Die ökonomische Konkurrenz auf dem Zeitungsmarkt drückt sich in einer Verminderung der absoluten Zahl von publizistischen Einheiten ab. Mit publizistischen Einheiten sind unabhängige Redaktionen gemeint. Seit der Vereinigung von West- und Ostdeutschland ist fast ein Viertel dieser unabhängigen publizistischen Einheiten verschwunden (1991: 158; 2017: 120) (Beck, 2018). Darin drückt sich eine ökonomische Krisenlage und eine ökonomische Konzentration aus, weil das bestehende Zeitungsangebot von einer abnehmenden Anzahl an Redaktionen betreut wird. Diese Abnahme geschieht zum Beispiel durch das Zusammenlegen von vorher getrennt arbeitenden Redaktionen (Beck, 2018). Das Angebot an Zeitungen sinkt insgesamt (statista, 2022). Gleichzeitig verantwortet eine abnehmenden Anzahl von Redaktionen die verbliebenen Zeitungen (Beck, 2018).

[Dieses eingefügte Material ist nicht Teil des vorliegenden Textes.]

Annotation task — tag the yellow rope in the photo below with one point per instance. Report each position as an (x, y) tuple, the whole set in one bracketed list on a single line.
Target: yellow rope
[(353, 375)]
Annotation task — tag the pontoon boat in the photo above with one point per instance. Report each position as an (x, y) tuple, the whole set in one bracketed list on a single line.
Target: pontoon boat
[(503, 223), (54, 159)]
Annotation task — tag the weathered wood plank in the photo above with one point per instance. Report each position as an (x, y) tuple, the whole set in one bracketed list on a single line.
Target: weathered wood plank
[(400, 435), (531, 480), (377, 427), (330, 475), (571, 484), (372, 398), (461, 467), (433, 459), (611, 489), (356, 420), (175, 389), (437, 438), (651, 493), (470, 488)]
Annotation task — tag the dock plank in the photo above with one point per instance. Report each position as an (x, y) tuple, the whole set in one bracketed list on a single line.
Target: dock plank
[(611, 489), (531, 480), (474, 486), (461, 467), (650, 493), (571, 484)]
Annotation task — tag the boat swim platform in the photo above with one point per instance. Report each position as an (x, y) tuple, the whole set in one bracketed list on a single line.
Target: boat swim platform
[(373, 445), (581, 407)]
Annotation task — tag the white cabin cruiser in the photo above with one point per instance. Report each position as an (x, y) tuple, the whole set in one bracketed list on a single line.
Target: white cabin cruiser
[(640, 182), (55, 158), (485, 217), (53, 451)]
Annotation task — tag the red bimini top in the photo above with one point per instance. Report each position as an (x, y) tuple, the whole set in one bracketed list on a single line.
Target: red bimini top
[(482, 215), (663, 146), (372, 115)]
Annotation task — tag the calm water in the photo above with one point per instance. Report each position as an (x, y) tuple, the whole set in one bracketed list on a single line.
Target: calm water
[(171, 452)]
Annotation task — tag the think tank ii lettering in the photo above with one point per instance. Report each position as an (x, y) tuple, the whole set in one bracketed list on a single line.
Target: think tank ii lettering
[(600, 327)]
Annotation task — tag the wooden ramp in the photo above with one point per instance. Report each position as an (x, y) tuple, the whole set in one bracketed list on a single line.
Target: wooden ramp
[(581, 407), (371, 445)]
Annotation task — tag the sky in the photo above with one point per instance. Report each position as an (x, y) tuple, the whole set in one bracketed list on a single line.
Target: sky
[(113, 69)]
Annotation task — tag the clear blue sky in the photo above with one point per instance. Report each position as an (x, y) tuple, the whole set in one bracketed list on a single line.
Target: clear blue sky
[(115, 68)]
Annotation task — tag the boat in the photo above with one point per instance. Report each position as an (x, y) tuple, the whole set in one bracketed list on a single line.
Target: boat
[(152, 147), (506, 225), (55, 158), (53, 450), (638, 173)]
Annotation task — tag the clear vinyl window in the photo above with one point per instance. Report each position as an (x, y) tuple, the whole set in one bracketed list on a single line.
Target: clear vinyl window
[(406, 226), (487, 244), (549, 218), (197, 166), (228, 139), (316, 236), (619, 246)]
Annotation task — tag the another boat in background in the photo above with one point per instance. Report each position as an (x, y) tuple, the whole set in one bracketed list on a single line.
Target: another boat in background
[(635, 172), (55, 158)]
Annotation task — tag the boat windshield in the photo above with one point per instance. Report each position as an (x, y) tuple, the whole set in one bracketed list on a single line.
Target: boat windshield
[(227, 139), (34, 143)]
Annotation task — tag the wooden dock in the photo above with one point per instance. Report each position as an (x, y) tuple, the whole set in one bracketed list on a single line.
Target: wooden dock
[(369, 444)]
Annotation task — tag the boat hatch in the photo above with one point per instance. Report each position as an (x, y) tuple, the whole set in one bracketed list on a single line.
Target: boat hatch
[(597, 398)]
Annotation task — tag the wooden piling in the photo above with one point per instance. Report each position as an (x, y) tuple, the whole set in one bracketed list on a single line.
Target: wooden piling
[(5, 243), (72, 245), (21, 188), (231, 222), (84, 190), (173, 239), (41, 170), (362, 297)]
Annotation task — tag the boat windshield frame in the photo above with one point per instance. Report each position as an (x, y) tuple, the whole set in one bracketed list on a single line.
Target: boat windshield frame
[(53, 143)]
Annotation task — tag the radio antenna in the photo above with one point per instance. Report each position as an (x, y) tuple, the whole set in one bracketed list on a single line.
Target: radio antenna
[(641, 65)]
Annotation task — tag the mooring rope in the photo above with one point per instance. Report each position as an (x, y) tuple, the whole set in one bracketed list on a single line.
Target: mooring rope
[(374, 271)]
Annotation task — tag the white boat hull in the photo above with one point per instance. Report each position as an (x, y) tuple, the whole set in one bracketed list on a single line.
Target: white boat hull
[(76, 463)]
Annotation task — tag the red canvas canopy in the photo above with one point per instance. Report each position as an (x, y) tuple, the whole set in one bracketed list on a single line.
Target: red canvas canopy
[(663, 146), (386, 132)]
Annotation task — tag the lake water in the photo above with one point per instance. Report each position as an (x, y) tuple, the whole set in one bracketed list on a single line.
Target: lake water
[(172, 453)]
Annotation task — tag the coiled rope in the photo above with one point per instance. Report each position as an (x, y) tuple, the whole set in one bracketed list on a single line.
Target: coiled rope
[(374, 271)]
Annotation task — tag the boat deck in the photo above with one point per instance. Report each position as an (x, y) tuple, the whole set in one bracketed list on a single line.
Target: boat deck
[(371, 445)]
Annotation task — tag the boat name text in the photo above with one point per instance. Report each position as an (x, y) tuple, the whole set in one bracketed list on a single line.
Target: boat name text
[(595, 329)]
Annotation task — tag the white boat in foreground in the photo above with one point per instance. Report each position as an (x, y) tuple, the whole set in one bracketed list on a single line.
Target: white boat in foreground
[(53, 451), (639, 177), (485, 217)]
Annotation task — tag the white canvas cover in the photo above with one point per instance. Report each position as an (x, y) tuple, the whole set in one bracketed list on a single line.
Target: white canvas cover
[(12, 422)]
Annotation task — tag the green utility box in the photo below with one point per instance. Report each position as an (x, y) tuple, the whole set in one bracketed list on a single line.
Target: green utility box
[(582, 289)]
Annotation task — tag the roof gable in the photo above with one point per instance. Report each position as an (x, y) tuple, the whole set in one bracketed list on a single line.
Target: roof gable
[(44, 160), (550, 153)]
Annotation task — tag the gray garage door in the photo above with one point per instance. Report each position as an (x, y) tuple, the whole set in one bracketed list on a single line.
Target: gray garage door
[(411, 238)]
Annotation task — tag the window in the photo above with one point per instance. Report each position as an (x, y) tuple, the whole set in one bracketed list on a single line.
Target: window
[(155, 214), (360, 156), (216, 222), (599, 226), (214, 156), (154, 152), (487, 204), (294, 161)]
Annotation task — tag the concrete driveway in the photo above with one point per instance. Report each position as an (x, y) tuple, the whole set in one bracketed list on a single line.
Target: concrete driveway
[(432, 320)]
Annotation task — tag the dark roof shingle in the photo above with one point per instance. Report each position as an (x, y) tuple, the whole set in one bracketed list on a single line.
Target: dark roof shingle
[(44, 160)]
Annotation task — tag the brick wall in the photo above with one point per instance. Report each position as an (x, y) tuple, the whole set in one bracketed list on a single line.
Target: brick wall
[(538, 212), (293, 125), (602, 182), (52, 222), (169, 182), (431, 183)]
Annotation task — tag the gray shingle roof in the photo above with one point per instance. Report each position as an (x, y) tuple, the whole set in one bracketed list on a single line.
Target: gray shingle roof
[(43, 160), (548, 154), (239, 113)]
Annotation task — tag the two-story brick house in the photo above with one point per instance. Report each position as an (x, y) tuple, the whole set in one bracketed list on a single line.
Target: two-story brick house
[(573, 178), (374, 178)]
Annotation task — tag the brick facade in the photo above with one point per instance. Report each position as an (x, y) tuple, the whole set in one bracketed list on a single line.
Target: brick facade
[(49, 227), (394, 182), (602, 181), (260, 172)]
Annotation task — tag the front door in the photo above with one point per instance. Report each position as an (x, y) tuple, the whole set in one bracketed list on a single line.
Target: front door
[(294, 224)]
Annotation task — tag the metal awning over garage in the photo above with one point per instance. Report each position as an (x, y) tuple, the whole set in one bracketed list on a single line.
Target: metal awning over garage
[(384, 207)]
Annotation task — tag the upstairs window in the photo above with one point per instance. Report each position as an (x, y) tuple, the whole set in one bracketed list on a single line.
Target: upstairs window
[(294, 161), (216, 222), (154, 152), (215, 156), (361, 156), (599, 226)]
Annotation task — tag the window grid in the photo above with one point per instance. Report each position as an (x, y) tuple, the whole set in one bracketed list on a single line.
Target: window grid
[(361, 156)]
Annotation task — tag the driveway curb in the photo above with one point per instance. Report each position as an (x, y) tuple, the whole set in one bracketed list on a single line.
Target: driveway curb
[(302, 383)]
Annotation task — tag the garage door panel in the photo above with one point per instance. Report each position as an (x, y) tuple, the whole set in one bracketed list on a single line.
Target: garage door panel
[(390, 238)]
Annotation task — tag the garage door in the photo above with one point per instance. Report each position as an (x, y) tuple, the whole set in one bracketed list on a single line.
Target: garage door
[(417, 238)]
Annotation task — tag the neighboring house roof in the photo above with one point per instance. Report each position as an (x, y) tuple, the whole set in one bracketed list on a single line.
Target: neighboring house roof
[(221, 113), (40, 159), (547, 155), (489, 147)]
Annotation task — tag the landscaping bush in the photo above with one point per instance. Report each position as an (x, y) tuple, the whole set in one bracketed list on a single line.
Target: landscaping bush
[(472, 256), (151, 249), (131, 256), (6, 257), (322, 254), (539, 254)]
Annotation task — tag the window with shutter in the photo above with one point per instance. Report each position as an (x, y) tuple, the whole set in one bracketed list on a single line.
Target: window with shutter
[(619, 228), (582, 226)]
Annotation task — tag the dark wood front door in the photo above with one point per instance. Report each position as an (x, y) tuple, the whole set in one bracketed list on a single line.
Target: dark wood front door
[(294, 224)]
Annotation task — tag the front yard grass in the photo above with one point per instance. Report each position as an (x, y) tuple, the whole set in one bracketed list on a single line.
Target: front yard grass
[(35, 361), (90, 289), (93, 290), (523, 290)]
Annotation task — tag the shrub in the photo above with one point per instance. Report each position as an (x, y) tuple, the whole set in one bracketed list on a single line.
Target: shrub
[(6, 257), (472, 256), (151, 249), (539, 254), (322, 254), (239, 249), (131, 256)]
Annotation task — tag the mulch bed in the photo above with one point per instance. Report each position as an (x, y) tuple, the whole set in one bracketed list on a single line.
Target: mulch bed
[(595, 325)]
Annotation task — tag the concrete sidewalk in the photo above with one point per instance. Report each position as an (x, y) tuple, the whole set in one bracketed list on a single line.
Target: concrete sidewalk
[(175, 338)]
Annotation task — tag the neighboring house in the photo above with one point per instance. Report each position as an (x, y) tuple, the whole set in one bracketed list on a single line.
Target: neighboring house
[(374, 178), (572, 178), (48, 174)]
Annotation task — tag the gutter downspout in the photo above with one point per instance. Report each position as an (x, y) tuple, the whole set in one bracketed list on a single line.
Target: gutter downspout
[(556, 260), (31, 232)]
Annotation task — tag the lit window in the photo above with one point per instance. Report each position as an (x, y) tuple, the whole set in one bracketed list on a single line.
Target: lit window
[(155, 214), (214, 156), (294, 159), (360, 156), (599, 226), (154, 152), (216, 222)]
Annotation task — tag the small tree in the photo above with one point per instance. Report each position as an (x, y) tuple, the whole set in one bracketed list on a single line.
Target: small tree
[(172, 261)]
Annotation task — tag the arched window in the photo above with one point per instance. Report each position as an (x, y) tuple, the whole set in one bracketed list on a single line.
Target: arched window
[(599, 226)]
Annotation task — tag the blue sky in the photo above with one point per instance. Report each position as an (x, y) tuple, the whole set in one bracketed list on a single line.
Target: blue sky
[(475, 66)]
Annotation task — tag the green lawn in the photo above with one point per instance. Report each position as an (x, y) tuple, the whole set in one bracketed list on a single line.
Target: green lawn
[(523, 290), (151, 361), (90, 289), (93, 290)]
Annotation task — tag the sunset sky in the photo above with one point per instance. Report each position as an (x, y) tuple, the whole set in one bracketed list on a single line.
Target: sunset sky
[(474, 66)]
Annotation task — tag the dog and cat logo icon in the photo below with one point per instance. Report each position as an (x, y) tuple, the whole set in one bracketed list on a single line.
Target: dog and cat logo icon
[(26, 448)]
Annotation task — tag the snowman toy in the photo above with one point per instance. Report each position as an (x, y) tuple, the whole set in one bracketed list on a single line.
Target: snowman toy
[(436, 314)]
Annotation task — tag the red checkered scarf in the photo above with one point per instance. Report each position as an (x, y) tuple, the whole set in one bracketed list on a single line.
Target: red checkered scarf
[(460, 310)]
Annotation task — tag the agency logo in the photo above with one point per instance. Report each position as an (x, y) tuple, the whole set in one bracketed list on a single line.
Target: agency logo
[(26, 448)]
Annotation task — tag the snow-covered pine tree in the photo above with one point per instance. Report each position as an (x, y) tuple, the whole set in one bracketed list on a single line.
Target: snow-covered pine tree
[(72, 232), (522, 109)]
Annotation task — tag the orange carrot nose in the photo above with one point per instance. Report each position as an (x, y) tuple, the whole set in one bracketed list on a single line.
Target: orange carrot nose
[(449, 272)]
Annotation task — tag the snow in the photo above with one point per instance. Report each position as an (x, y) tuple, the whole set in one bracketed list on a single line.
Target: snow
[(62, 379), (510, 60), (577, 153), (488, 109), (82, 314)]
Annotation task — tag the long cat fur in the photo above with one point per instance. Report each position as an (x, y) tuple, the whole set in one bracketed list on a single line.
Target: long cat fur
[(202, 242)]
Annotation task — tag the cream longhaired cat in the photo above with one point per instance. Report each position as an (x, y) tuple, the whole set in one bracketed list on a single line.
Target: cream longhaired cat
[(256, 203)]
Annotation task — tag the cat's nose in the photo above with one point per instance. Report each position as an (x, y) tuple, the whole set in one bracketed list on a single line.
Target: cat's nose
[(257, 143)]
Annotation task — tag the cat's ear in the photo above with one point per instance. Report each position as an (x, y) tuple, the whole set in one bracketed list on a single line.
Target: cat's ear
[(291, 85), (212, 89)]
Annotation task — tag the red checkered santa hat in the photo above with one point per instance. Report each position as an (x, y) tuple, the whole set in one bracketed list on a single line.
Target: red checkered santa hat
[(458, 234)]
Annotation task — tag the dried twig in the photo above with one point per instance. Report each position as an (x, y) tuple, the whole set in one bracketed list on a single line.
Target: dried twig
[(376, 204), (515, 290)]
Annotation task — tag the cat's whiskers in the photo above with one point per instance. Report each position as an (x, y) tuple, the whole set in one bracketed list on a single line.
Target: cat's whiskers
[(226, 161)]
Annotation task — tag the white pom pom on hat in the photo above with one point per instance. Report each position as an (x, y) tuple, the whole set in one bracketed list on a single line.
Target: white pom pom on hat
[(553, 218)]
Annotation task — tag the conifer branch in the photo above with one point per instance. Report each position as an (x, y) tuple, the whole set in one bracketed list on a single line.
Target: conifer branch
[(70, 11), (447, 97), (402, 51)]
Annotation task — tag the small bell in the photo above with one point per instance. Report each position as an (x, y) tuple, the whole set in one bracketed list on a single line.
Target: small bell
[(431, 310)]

Diese Veränderungen werden auch durch die Konkurrenz zwischen den Unternehmen und Verlagen hinter den Zeitungen getrieben. Durch das Zusammenlegen von Redaktionen kann Personal abgebaut und dadurch Kosten eingespart werden. Gleichzeitig kaufen Verlage andere Verlage und vormals unabhängige Zeitungen auf, was die Konzentration weiter erhöht. Um weiter die Kosten der Redaktionen zu verringern, wächst die Kooperation zwischen einzelnen Redaktionen. Auch das senkt die Zahl unabhängiger Redaktionen. Aus diesem Grund ist die Zahl von 120 publizistischen Einheiten im Jahr 2017 auch kritisch einzuordnen, weil die Grenze, ab wann eine Kooperation so intensiv ist, dass es sich um eine einzige publizistische Einheit handelt, nicht klar definiert werden kann (Beck, 2018). Potentiell wird deshalb die Anzahl unabhängiger publizistischer Einheiten sogar überschätzt.

Externe Eingriffe in den Markt gegen diese Konzentration blieben aus. Kartellrechtliche Schritte gegen Fusionen oder Übernahmen haben nicht oder nur im geringem Umfang statt gefunden. Ordnungspolitische Schritte gegen die Formen der Konzentration wurden ebenfalls unterlassen (Beck, 2018).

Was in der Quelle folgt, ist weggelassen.